Identification of disease-causing mutations in autosomal dominant retinitis pigmentosa (adRP) using next-generation DNA sequencing

Abstract

Purpose: To determine whether massively parallel next-generation DNA sequencing offers rapid and efficient detection of disease-causing mutations in patients with monogenic inherited diseases. Retinitis pigmentosa (RP) is a challenging application for this technology because it is a monogenic disease in individuals and families but is highly heterogeneous in patient populations. RP has multiple patterns of inheritance, with mutations in many genes for each inheritance pattern and numerous, distinct, disease-causing mutations at each locus; further, many RP genes have not been identified yet.

Methods: Next-generation sequencing was used to identify mutations in pairs of affected individuals from 21 families with autosomal dominant RP, selected from a cohort of families without mutations in "common" RP genes. One thousand amplicons targeting 249,267 unique bases of 46 candidate genes were sequenced with the 454GS FLX Titanium (Roche Diagnostics, Indianapolis, IN) and GAIIx (Illumina/Solexa, San Diego, CA) platforms.

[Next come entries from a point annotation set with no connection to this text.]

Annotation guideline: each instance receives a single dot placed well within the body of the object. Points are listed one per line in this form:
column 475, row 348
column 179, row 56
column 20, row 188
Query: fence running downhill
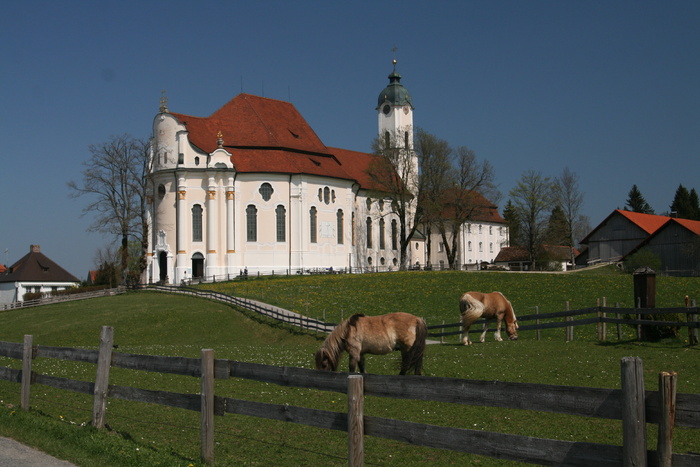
column 631, row 404
column 566, row 319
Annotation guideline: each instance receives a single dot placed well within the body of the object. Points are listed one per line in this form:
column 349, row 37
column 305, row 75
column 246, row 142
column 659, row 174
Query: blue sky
column 609, row 89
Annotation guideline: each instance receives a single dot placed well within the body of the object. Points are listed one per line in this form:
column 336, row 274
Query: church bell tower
column 395, row 122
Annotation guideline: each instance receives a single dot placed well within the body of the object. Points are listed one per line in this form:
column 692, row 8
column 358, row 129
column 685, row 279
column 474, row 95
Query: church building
column 252, row 189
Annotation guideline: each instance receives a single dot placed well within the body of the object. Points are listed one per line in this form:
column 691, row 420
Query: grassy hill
column 162, row 324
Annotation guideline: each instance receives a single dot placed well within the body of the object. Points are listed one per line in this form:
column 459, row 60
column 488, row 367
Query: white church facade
column 252, row 188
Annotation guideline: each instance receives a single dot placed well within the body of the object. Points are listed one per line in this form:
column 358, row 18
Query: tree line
column 685, row 204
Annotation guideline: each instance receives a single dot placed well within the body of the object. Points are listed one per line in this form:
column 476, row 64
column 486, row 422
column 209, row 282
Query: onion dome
column 394, row 94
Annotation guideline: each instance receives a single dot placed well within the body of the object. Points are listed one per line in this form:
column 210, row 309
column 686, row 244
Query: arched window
column 369, row 232
column 266, row 191
column 197, row 223
column 312, row 225
column 339, row 227
column 251, row 214
column 352, row 228
column 281, row 223
column 382, row 243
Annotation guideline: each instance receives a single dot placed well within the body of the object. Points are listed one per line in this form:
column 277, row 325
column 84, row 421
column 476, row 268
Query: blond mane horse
column 377, row 335
column 475, row 305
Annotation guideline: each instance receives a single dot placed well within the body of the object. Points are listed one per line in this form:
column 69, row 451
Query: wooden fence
column 601, row 316
column 631, row 404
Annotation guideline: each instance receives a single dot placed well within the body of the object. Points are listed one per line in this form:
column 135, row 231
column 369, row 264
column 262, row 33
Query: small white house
column 34, row 272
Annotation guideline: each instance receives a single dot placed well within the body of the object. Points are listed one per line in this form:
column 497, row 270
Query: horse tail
column 415, row 353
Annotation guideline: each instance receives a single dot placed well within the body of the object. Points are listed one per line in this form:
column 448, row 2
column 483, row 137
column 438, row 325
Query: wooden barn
column 619, row 234
column 677, row 244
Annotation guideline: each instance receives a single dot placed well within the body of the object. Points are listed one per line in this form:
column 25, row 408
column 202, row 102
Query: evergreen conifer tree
column 637, row 203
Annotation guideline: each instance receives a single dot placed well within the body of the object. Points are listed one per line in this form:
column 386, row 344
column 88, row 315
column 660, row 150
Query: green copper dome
column 394, row 93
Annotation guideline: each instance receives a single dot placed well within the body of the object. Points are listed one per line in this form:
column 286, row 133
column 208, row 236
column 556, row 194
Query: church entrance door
column 163, row 265
column 197, row 265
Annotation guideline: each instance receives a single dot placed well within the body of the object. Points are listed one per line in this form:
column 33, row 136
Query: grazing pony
column 475, row 305
column 377, row 335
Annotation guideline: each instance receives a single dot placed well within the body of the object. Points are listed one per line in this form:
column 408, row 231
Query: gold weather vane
column 163, row 102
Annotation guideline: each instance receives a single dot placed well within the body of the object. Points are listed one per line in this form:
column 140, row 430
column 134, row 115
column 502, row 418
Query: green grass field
column 162, row 324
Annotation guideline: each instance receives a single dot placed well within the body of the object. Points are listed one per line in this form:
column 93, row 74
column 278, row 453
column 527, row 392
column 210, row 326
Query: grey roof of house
column 36, row 267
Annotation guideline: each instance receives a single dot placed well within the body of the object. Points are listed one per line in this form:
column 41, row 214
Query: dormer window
column 266, row 191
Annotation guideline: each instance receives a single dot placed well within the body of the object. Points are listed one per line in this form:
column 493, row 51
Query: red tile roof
column 693, row 226
column 517, row 253
column 647, row 222
column 252, row 121
column 270, row 136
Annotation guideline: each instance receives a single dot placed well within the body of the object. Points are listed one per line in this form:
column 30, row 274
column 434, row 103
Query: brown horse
column 475, row 305
column 377, row 335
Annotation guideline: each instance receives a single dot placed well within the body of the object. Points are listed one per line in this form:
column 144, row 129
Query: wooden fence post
column 569, row 328
column 667, row 400
column 27, row 355
column 356, row 423
column 104, row 361
column 639, row 326
column 208, row 406
column 604, row 324
column 634, row 443
column 692, row 331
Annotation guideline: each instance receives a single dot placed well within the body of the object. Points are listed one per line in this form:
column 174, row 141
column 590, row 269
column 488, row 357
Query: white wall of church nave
column 297, row 194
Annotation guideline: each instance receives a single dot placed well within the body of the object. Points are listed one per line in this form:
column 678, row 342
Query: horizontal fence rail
column 600, row 312
column 632, row 408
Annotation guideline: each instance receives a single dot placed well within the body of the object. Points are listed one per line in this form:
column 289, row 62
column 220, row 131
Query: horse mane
column 334, row 345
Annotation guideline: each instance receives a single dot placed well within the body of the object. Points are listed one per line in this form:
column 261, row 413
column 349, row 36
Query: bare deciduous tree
column 532, row 199
column 114, row 181
column 464, row 198
column 569, row 198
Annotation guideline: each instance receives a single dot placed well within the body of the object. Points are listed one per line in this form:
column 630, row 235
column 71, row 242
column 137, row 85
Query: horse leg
column 361, row 363
column 355, row 360
column 465, row 339
column 404, row 362
column 482, row 339
column 498, row 329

Results: An average sequence depth of 70× and 125× was obtained for the 454GS FLX and GAIIx platforms, respectively. More than 9000 sequence variants were identified and analyzed, to assess the likelihood of pathogenicity. One hundred twelve of these were selected as likely candidates and tested for segregation with traditional di-deoxy capillary electrophoresis sequencing of additional family members and control subjects. Five disease-causing mutations (24%) were identified in the 21 families.

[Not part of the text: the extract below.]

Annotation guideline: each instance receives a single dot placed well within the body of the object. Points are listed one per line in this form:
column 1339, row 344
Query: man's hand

Conclusion: This project demonstrates that next-generation sequencing is an effective approach for detecting novel, rare mutations causing heterogeneous monogenic disorders such as RP. With the addition of this technology, disease-causing mutations can now be identified in 65% of autosomal dominant RP cases.

Figure 1.

Coverage from 454GS FLX sequencing of individual samples (Roche Diagnostics, Indianapolis, IN). The fraction of targeted positions (∼250 kbp total) covered at 0× (red), 1× (green), 10× (light blue), and 20× (dark blue) are shown.

Figure 2.

Flow chart of variant analysis.

Figure 3.

Five families with identified pathogenic mutations. (A) VCH010. The p.A153V mutation in KLHL7 was present in all three affected family members tested. (B) VCH012. All five tested affected members of this family had the R838C mutation in GUCY2D (C) VCH017. Four affected members of this family were either heterozygous or hemizygous for the RPGR G738X mutation which was not present in the one unaffected family member tested. (D) VCH018. THE RPGR G65D mutation was present in seven affected members or female carriers in this family and absent from the one unaffected spouse tested. (E) VCH037. The c.946-1 splice site mutation in PRPF31 segregated with disease in the three family members tested. *Individuals tested in this study.

Figure 4.

Prevalence of mutations in genes causing dominant RP. Pathogenic mutations have been identified in 148 of the 230 adRP cohort families including the five families reported in this study. The mutation remains to be identified in 82 (35%) of the families.